Taiwanese politician

Chen Jinn-lih (陳進利 (陈进利, Chén Jìnlì)) is a Taiwanese Amis politician. He was the first person of indigenous descent to be appointed as Vice President of the Control Yuan.

==Education==
Chen obtained his master's degree in finance from National Chengchi University and earned his Ph.D. in agriculture from Kyushu University in Japan.

==Control Yuan==
During his first term on the Control Yuan, Chen worked on a case involving radioactive waste disposal, and led an investigation into the March 19 shooting incident, an assassination attempt on incumbent president Chen Shui-bian and vice president Annette Lu one day before the 2004 presidential election. As Chen Jinn-lih's tenure on the Control Yuan was about to end, Chen Shui-bian received criticism, as none of his Control Yuan nominees were of indigenous descent.

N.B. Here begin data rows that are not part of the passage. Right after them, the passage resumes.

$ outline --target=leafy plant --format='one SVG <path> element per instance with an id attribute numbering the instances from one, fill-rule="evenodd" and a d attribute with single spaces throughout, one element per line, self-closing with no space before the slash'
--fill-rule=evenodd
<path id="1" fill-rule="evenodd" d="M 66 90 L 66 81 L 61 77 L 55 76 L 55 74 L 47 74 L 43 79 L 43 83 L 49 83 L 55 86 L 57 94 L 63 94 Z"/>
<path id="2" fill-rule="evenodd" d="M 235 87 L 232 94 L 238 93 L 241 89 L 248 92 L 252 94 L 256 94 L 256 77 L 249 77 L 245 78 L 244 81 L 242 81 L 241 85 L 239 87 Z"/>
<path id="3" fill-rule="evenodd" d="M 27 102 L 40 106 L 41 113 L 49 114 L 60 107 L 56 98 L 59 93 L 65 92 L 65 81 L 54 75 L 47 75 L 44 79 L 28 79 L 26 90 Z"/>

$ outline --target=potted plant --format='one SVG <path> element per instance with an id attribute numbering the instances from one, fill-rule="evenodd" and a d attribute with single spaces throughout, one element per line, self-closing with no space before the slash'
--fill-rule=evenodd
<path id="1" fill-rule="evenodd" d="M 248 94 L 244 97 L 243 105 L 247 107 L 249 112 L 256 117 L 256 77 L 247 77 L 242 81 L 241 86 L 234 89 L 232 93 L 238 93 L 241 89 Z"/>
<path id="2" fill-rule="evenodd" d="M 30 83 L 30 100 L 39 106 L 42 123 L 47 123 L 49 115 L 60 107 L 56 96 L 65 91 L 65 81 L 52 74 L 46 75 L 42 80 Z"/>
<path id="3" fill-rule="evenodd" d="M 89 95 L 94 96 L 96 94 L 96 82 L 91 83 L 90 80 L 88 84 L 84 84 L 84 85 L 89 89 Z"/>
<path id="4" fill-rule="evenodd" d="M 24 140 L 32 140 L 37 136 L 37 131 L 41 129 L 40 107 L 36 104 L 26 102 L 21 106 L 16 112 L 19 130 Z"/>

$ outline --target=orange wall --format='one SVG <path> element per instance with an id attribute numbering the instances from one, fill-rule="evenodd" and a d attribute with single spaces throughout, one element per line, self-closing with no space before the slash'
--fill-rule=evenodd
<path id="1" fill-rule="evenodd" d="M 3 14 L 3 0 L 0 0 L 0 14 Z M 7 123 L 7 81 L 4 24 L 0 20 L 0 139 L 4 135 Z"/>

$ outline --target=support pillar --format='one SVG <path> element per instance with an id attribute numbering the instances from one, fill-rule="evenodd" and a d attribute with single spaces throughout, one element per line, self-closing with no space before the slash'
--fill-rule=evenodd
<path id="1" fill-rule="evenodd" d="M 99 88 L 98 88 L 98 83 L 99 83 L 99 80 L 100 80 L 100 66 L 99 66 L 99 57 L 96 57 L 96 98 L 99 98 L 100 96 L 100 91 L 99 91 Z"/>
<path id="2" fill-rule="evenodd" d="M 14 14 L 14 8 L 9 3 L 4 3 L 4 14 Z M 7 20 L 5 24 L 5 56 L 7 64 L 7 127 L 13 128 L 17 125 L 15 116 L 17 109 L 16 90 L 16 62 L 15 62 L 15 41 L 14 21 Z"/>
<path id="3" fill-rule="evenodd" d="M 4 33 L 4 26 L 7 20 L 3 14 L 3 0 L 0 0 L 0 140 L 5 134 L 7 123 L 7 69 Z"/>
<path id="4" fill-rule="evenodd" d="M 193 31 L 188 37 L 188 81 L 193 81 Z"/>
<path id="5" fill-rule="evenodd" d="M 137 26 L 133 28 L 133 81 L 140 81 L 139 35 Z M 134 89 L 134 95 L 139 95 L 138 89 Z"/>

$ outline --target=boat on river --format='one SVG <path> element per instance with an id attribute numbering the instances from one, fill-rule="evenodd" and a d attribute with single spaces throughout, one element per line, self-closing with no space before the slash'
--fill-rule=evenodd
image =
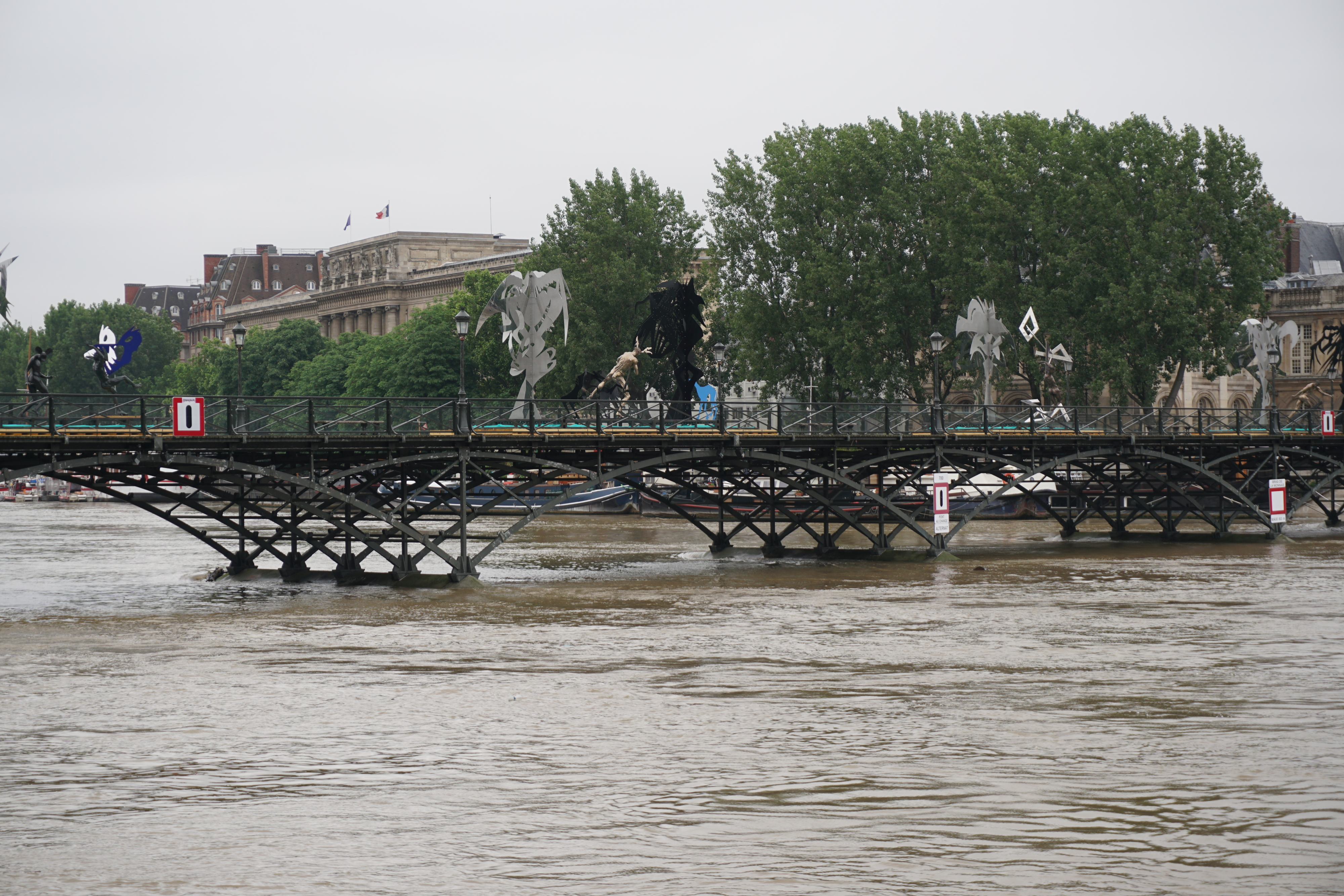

Chen Shui-bian's successor Ma Ying-jeou nominated Chen Jinn-lih to serve as vice president of the Control Yuan, after his original selection for the post, Shen Fu-hsiung, was rejected. The Legislative Yuan approved Chen Jinn-lih's appointment, and upon taking office, he became the first indigenous and Amis person to serve as the Control Yuan's vice presidency.

After Typhoon Morakot struck Taiwan in August 2009, Chen became the convener of the typhoon disaster investigations. From 2010 through at least 2012, Chen represented the Control Yuan on the inaugural Human Rights Consultative Committee, reporting to the Office of the President.

During the 2012 presidential election, Democratic Progressive Party lawmakers suggested that the Control Yuan impeach Chen, after Next Magazine reported that Chen had visited an association formed to support Ma Ying-jeou's reelection bid. Chen acknowledged that he had made the visit as a member of the Chinese Tempered Golf Association, but was not involved with the political support group.